Kein Alkohol unter 18 Jahren in den öffentlichen Gaststätten: nun muss der Grosse Rat entscheiden

11 Juli 2012 - 10H00

Dürfen öffentliche Gaststätten zukünftig noch Bier oder Wein an Jugendliche zwischen 16 und 18 Jahren ausschenken? Die Antwort darauf fällt dem Grossen Rat zu. Der Staatsrat hat ihm seinen Entwurf zur Gesetzesrevision übermittelt, in dem vorgesehen ist, die Altersgrenze für alle alkoholischen Getränke auf 18 Jahre festzulegen. Dank vieler weiterer Änderungen soll zudem besser auf neue Verhaltensweisen der Kundschaft eingegangen werden können.

Der Staatsrat hat seinen Entwurf zur Revision des Gesetzes über die öffentlichen Gaststätten an den Grossen Rat überwiesen. Die Regierung hat beschlossen, an ihrem Vorschlag festzuhalten, dass der Verkauf und der Ausschank jeglicher alkoholischer Getränke - ob vergoren oder gebrannt - an Jugendliche unter 18 Jahren verboten werden soll. Dieser Punkt hat im Vernehmlassungsverfahren sowohl positive als auch negative Reaktionen hervorgerufen. Für den Staatsrat ist der Entscheid aus Sicht der öffentlichen Gesundheit und des Jugendschutzes jedoch klar.

Die Präventionsmassnahmen gegen übermässigen Alkoholkonsum müssen in erster Linie auf Jugendliche unter 18 Jahren ausgerichtet sein, die besonders anfällig auf die schädlichen Wirkungen von Alkohol sind.

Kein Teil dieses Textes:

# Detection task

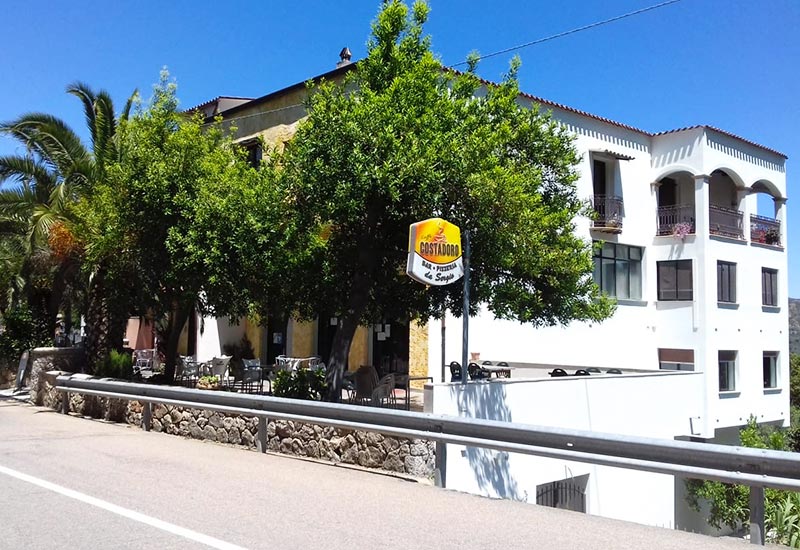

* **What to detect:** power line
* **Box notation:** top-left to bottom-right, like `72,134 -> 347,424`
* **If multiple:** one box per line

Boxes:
452,0 -> 681,67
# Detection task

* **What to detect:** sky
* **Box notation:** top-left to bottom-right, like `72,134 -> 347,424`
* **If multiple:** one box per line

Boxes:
0,0 -> 800,297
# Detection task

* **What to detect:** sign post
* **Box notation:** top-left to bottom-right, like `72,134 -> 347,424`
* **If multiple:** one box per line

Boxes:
406,218 -> 469,383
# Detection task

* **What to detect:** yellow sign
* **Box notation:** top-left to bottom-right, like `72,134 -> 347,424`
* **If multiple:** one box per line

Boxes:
406,218 -> 464,286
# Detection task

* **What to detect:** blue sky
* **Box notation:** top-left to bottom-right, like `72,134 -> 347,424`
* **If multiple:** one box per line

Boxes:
0,0 -> 800,297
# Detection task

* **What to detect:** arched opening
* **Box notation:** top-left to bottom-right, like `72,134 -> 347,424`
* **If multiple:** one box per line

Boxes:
657,171 -> 695,235
750,180 -> 783,246
708,170 -> 744,239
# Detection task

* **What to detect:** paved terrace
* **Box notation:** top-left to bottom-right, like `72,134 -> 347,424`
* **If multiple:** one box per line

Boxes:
0,398 -> 749,550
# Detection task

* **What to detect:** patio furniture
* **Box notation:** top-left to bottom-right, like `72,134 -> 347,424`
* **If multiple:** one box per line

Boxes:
450,361 -> 462,382
209,356 -> 231,387
242,359 -> 262,393
175,355 -> 200,388
351,365 -> 378,404
467,363 -> 491,380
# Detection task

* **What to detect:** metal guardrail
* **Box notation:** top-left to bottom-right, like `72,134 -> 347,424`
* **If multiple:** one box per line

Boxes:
55,376 -> 800,544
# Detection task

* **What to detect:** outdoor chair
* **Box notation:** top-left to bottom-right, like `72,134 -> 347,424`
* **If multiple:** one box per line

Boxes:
450,361 -> 461,382
175,355 -> 200,388
352,365 -> 378,404
497,361 -> 511,378
467,363 -> 489,380
210,357 -> 231,387
378,374 -> 397,405
369,382 -> 394,407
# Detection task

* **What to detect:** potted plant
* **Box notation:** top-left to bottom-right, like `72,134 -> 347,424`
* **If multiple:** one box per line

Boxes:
764,229 -> 781,245
197,376 -> 219,390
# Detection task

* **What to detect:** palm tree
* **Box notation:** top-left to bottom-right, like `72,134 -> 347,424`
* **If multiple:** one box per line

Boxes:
0,82 -> 136,368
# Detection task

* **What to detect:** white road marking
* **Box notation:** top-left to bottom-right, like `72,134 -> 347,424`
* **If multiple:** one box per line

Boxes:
0,465 -> 246,550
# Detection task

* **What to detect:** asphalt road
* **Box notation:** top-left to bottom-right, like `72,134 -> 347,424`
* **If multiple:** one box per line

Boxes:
0,400 -> 746,550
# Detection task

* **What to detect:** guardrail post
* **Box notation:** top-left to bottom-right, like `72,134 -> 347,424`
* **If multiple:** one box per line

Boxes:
142,401 -> 153,432
750,485 -> 764,546
433,441 -> 447,489
258,416 -> 267,453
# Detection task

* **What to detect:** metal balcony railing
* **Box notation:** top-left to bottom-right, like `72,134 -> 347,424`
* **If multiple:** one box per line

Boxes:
750,215 -> 781,246
708,204 -> 744,239
658,204 -> 694,235
592,195 -> 624,229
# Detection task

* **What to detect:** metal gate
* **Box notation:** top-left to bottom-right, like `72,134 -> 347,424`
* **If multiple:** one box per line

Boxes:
536,479 -> 586,513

So hat denn auch der Anteil Jugendlicher im Alter von 15 Jahren, die mindestens einmal in der Woche Alkohol konsumieren, in den letzten 25 Jahren ständig zugenommen, wobei 35 % dieser Jugendlichen sich in öffentlichen Gaststätten mit solchen Getränken versorgen (obwohl der Verkauf jeglicher alkoholischer Getränke an Jugendliche unter 16 Jahren strikt verboten ist). Bier bleibt das meistkonsumierte alkoholische Getränk. Da ausserdem der Alkoholkonsum zwischen 15 und 18 Jahren stark zunimmt, scheint die Vereinheitlichung der Altersgrenze für alle alkoholischen Getränke auf 18 Jahre ein angemessenes und gerechtfertigtes Mittel, um gegen diese beunruhigende Entwicklung vorzugehen. Es ist auch nachgewiesen, dass solche strukturellen Massnahmen, die den Zugang zu alkoholischen Getränken einschränken, bei der anvisierten Alterskategorie äusserst wirksam sind.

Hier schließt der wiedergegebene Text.